I wondered if everything she’d told me was true.

For all I knew, her father was really a truck driver from Bell Gardens, no closer to fame than a subscription to People.

Who’d brought her to the hospital?

Who’d pulled her head out of the oven?

Her eyes opened partially. She tried blinking but couldn’t. I moved into her field of vision; at first she didn’t focus. Then I saw her pupils dilate. One hand moved, the fingers stretching toward me. Suddenly, they dropped.

I took hold of them. Her mouth shifted, struggling for an expression, finally settling on weariness.

I smiled down at her. She gave a feeble nod. The oxygen tube fell out of her nose, the hiss growing louder as precious gas leaked.

I replaced it. She licked her lips, and her eyes opened completely.

Trying to talk, but all that came out were wordless croaks. Tears in her eyes.

“It’s okay, Lucy.”

She fell back. Her fingers grew cold and loose.

For the next twenty minutes, she slept as I held her hand. A nurse came in, checked her, and left, closing the door hard. Lucy woke up with a start, systolic pressure jumping.

Panic in her eyes.

“You’re okay, Lucy. You’re in the emergency room at Woodbridge Hospital, and you’re doing fine.”

She started coughing and couldn’t stop. The oxygen line flew out again. Each spasm lifted her from the mattress, an involuntary calisthenic that tightened her face with pain. She coughed harder and spit up vile-looking gray mucus that I wiped away.

When the coughing stopped, I put the line back.

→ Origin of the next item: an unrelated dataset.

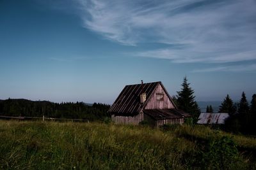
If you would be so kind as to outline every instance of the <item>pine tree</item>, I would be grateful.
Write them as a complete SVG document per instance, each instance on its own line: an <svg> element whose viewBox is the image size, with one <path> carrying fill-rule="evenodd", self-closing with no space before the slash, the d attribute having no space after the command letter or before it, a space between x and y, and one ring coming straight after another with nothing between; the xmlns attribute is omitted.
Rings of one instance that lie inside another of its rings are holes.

It took a long time for her to catch her breath.

“What,” she said, very softly and hoarsely, “happen?”

“You’re in the emergency room. Woodbridge Hospital.”

Confusion.

“What’s the last thing you remember, Lucy?”

She gave a mystified stare. “Sleeping.”

Her face screwed up and her eyes closed. More pain—or shame? Or both?

The eyes opened. “Hurts.”

“What does?”

“Head.”

She moaned and wept.

I checked the contents of her IV bag: glucose and electrolytes, no analgesic. I pressed the nurse call button. A bark came through a wall speaker. “Yes?”